When I was the 'old me' there was a fairly big group of people that really didn't like me. People would always make me feel like I never measured up, wasn't good enough, wasn't smart enough, wasn't tall enough - just not enough. I assumed that when Jesus came and did what He did and changed me into what I am now - a new creation of His mercy, grace and love - that people would automatically really love me now. It only made sense hey - I was really bad before full of horrible nasty addictions, a mouth that only spoke negative things pulling people down all the time and greedy hands that just seemed to always cause trouble and pain for myself and others. So now people would love me now that I'm not those thing anymore right? No... I'll be honest with you and say this straight. I've never been hated more in my life since Jesus did what He did. I learned that the few friends I had when I was what I was before actually got a kick out of me being the social outcast, the weak addicted guy full of pain and negativity. You see - in a weird twisted and nasty way it sorta made them feel a bit better about themselves when they looked at me. They thought "well, I don't have his problems and I'm doing him and favour reaching down to his level to help him".

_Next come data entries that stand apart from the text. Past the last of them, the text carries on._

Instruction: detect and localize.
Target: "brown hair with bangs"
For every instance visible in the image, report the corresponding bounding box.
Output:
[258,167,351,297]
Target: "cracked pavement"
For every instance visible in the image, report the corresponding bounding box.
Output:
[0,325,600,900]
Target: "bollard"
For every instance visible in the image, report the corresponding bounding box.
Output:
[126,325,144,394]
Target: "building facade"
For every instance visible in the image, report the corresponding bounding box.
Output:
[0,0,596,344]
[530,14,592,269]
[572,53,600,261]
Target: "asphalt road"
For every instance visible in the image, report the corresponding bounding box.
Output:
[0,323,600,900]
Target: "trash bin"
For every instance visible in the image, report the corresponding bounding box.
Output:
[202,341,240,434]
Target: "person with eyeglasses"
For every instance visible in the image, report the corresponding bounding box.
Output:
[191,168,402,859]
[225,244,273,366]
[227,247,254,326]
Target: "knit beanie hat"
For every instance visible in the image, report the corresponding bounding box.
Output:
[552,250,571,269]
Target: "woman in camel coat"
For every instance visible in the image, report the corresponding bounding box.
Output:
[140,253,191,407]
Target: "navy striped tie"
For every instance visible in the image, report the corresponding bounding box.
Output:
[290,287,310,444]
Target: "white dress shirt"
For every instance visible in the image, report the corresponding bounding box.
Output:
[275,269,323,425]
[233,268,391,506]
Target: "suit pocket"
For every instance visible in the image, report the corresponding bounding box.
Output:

They made these sentiments very very clear through their words and actions when I started opening my mouth about how good God is and what He did for me to save and help me. Long story short I got told to get back in my box and shut my mouth. God showed me that this type of talk and actions only comes from self righteousness and pride and not from a heart that follows God. One by one I distanced myself from these types of people and in turn drew much closer to God. Now before you pity me what I want to finish with is this. God gave me a gift, a very very valuable gift that so many I come across also need very badly. He gave me the ability to no longer care what people think. Not in a nasty "get stuffed I don't care what you think..." type of way but in a "your opinion of me is irrelevant because I hold to what God says of me far more than what anyone down here says, thinks or does to me...". Because of this gift I can forgive and move past what people think of me and continue to do and be what God says and wants me to be. There's a verse in the Bible that sums up what I'm saying perfectly in Galatians 1:10 "Obviously, I'm not trying to win the approval of people, but of God. If pleasing people were my goal, I would not be Christ's servant".


In a nutshell it's saying this "Your opinion of me is irrelevant because I only seek God's approval". So whether I'm loved or hated by thousands of people down here it really doesn't matter. God loves me and that's all that matters. I doesn't matter if the highest leader of the biggest church in the world says I'm dirty, useless and not good enough. Why? Because they're wrong. They're human just like me so their opinion is one that's on the same level as mine despite how much money or power they have. I'll go with what the absolute highest opinion says and there aint no higher place to go than to ask what God the Father says. And what does He say... He says in Romans 8:38-39 that NOTHING and I mean NOTHING can separate me from the love of God. No person, No angel, No creation, No distance... Not a single thing. So that's me now... loved. And there's nothing that anyone or any opinion can do to change or even assault that. Loved...Secure...Forever. So if you're like I was - looking for love, worth, value and meaning in life but finding you luck out every time... why not jump the queue and go right to the highest rank there is? The God that made all things and sent His Son to die and rise again for you. Seek Him and you will find Him and as a result you'll find far more than you ever imagined. God loves you.